Les prix du pétrole chutent alors que le marché parie sur une réouverture d'Ormuz malgré les lents mouvements des pétroliers
Les prix du pétrole ont chuté alors que les traders parient sur une réouverture du détroit d'Ormuz après le cessez-le-feu américano-iranien, même si les flux de pétroliers restent lents et que les risques géopolitiques persistent.

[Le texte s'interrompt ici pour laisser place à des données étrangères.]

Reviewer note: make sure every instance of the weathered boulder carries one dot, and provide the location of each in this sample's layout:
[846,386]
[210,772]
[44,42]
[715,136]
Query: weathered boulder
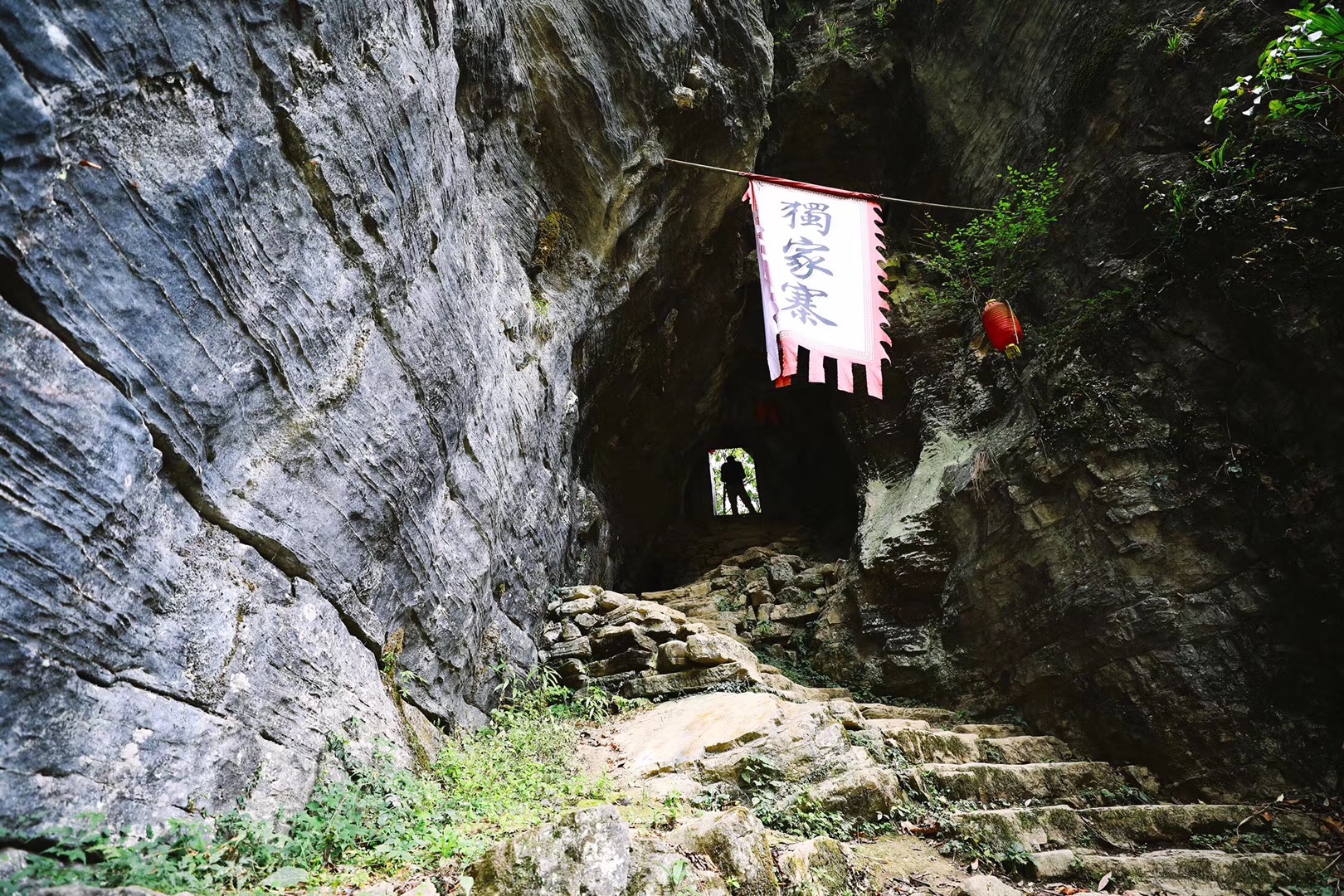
[577,606]
[615,638]
[672,655]
[578,649]
[821,865]
[737,843]
[582,853]
[986,885]
[713,649]
[631,660]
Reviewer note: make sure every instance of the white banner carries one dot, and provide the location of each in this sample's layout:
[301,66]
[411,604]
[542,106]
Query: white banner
[821,281]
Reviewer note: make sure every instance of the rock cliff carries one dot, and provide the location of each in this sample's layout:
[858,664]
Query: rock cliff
[292,297]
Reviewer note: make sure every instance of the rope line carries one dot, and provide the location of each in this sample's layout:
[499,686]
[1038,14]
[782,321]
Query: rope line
[828,190]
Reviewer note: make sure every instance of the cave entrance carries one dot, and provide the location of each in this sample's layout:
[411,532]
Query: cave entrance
[721,479]
[655,430]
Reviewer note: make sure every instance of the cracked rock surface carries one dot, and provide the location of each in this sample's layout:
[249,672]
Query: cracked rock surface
[288,392]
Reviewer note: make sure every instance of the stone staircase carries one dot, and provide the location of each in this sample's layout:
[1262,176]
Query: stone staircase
[1031,809]
[1022,802]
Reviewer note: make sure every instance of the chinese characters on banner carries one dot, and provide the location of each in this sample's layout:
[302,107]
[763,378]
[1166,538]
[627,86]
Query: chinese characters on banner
[821,258]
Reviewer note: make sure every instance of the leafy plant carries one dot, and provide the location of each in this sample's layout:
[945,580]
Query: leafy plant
[1216,158]
[1298,71]
[986,258]
[838,38]
[802,817]
[884,12]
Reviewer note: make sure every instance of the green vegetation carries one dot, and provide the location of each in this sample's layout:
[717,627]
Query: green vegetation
[1175,32]
[1298,71]
[553,241]
[988,257]
[804,817]
[1270,841]
[969,846]
[373,818]
[838,38]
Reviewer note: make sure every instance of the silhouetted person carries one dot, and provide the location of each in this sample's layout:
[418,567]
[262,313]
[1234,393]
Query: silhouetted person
[734,479]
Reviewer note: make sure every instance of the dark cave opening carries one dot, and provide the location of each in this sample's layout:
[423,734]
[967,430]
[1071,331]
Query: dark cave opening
[660,494]
[682,370]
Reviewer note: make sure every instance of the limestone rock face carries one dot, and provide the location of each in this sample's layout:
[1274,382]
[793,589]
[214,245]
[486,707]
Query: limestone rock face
[1112,536]
[290,390]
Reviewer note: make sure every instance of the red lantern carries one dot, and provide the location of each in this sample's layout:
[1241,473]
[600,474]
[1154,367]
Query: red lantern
[1003,328]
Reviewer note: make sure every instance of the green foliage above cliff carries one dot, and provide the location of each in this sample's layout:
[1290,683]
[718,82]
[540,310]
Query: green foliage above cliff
[1298,73]
[986,257]
[374,818]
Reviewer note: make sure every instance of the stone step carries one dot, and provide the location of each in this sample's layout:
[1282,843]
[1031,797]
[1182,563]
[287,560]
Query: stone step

Les prix du pétrole ont chuté vendredi alors que les acteurs du marché parient de plus en plus sur une réouverture du détroit d'Ormuz après l'accord de cessez-le-feu entre les États-Unis et l'Iran, même si le rythme des départs de pétroliers du Golfe reste étonnamment lent.
Le cessez-le-feu, signé en début de semaine, prévoit une fenêtre de 60 jours pour l'évacuation des pétroliers bloqués dans le Golfe depuis mars. Cependant, les données montrent que seuls quelques navires sont partis jusqu'à présent, suggérant des obstacles logistiques ou une incertitude persistante. Le Koweït a annoncé que sa production pétrolière pourrait atteindre 2 millions de barils par jour en une semaine, ajoutant à la pression du côté de l'offre. Parallèlement, la situation entre Israël et le Liban reste tendue et l'Iran a tenté de réaffirmer son autorité sur Ormuz dans les premiers jours suivant le cessez-le-feu.
Pour les traders d'énergie, l'évolution des prix reflète un cas classique de marchés qui anticipent. L'attente d'une reprise des flux via Ormuz—qui assure environ 20% du transit pétrolier mondial—a pris le pas sur la réalité actuelle des pétroliers bloqués. Si la réouverture se concrétise, elle pourrait rapidement ajouter de l'offre à un marché déjà bien approvisionné, poussant potentiellement le Brent et le WTI à la baisse. Les traders peuvent consulter la page carburant de NowPrice pour des prix en temps réel sur les bruts de référence et les produits raffinés.
À l'avenir, le catalyseur clé sera le rythme réel des dégagements de pétroliers au cours de la semaine prochaine. Une évacuation plus rapide que prévu confirmerait la thèse baissière, tandis que tout retard ou regain de tensions pourrait déclencher un net rebond. Le front israélo-libanais et les postures de l'Iran seront également surveillés de près. La fenêtre de 60 jours fournit un calendrier, mais la réaction du marché suggère que les traders intègrent déjà une réouverture sans heurts.